Dikisahkan, bahwa Abu Muhammad dibawa ke hadapan Marwan dalam keadaan terikat, lalu ia secara tiba-tiba menunduk dan berbaiat pada Marwan bin Muhammad.

Melihat kejanggalan ini, Marwan kebingungan dan bertanya alasannya melakukan hal tersebut. Meski ia salah satu sosok paling berpengaruh pada masa itu, tapi menjadi khalifah bukanlah sesuatu yang dibayangkan oleh Marwan.
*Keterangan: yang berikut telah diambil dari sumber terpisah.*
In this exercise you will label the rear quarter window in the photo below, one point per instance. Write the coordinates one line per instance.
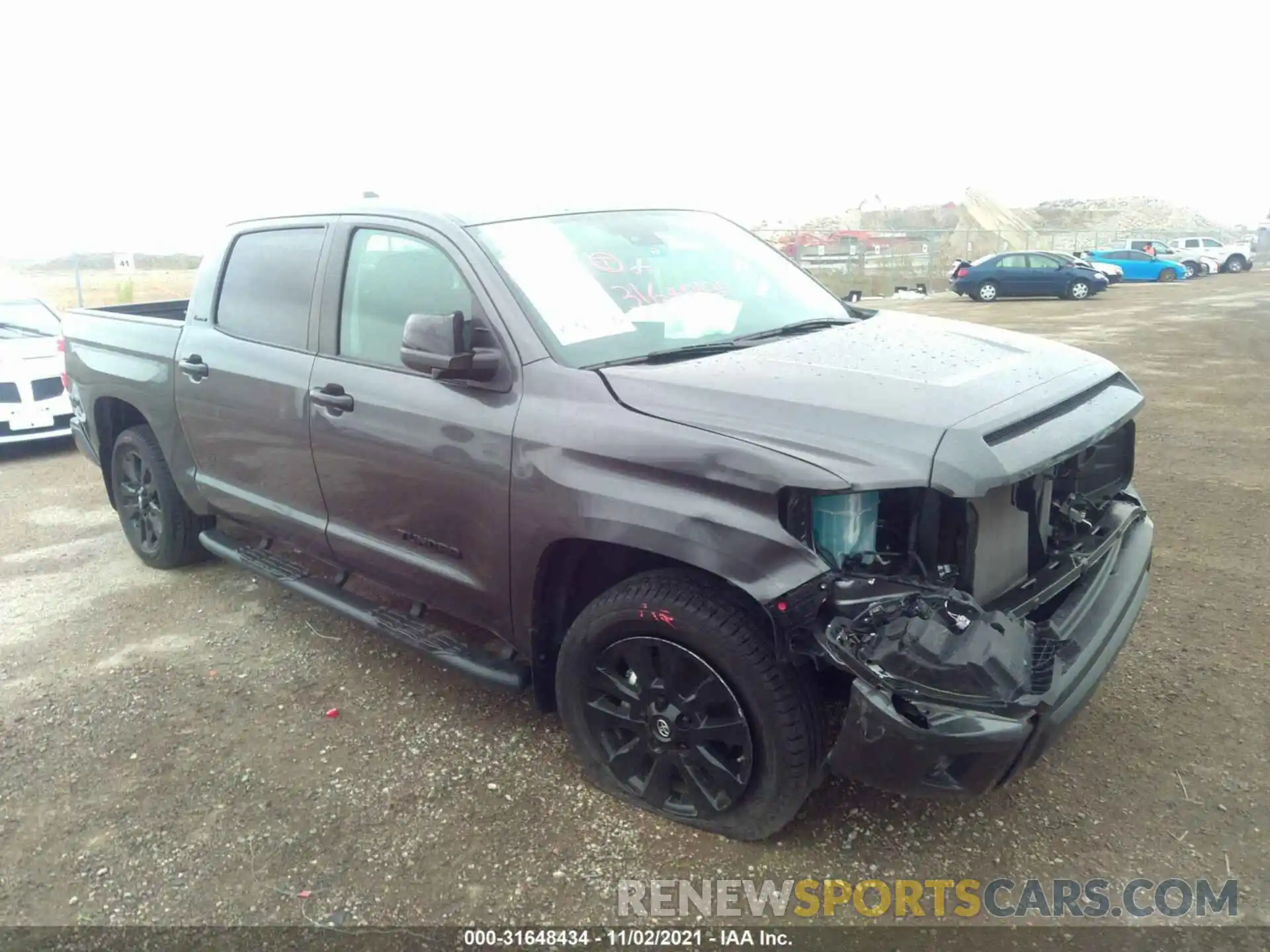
(269, 286)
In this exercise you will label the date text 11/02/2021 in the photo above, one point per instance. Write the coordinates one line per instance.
(625, 938)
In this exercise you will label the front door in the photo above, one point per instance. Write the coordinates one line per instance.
(1015, 277)
(415, 471)
(243, 382)
(1046, 276)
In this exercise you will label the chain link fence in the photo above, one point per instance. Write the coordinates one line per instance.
(880, 262)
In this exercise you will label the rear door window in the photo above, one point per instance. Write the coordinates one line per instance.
(269, 286)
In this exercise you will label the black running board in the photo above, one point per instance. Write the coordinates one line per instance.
(431, 640)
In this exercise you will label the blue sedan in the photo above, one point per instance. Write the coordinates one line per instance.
(1138, 266)
(1025, 274)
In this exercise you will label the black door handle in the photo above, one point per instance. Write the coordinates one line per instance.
(333, 397)
(193, 367)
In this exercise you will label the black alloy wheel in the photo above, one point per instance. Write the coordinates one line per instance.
(140, 507)
(157, 521)
(669, 728)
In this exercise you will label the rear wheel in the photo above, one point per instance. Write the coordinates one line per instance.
(161, 530)
(675, 701)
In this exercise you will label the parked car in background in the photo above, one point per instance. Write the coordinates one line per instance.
(1027, 274)
(33, 399)
(1230, 258)
(1138, 266)
(1194, 260)
(693, 499)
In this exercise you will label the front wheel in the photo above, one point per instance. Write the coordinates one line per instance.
(675, 701)
(161, 530)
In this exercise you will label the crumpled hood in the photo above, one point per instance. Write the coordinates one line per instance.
(868, 401)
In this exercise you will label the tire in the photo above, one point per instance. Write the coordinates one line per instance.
(161, 530)
(708, 666)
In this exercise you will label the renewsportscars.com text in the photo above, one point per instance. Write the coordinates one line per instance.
(937, 899)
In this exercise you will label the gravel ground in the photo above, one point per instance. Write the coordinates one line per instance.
(165, 758)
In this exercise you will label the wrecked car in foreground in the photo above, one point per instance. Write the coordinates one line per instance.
(640, 462)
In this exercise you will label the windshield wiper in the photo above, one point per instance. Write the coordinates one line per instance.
(676, 353)
(789, 331)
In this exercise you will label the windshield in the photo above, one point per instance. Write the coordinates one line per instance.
(27, 319)
(614, 286)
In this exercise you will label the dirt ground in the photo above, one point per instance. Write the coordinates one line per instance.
(102, 288)
(165, 758)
Ia hanya datang ke Damaskus demi hak orang yang dicintainya, Walid II, dan putra-putranya yang merupakan keponakan kesayangannya yang sekarang semuanya sudah tiada.

Abu Muhammad lantas menyampaikan padanya bahwa pesan terakhir putra Walid II, Hakam ingin Marwan yang menggantikan dirinya menjabat sebagai khalifah.

Abu Muhammad lantas mengulurkan sebuah puisi yang ditulis oleh Hakam di dalam penjara, yang hal tersebut menyiratkan amanat pada Marwan untuk menjabat sebagai khalifah.

Dengan perasaan yang bercampur aduk, akhirnya Marwan menerimanya. Ia dilantik sebagai khalifah pada akhir tahun 126 H, dan lebih dikenal dengan sebutan Marwan II, untuk membedakannya dari kakeknya, Marwan bin Hakam.

Kembali ke Ibrahim bin Al-Walid, pada masa pemerintahan pendek itu telah dilakukan penerjemahan buku-buku filsafat Yunani ke dalam bahasa Arab. Hal ini mengakibatkan lahirnya golongan Mutakalimin, seperti Mu'tazilah, Jabariah, Ahlus Sunnah, dan sebagainya. Ibrahim wafat pada 25 Januari 750 M.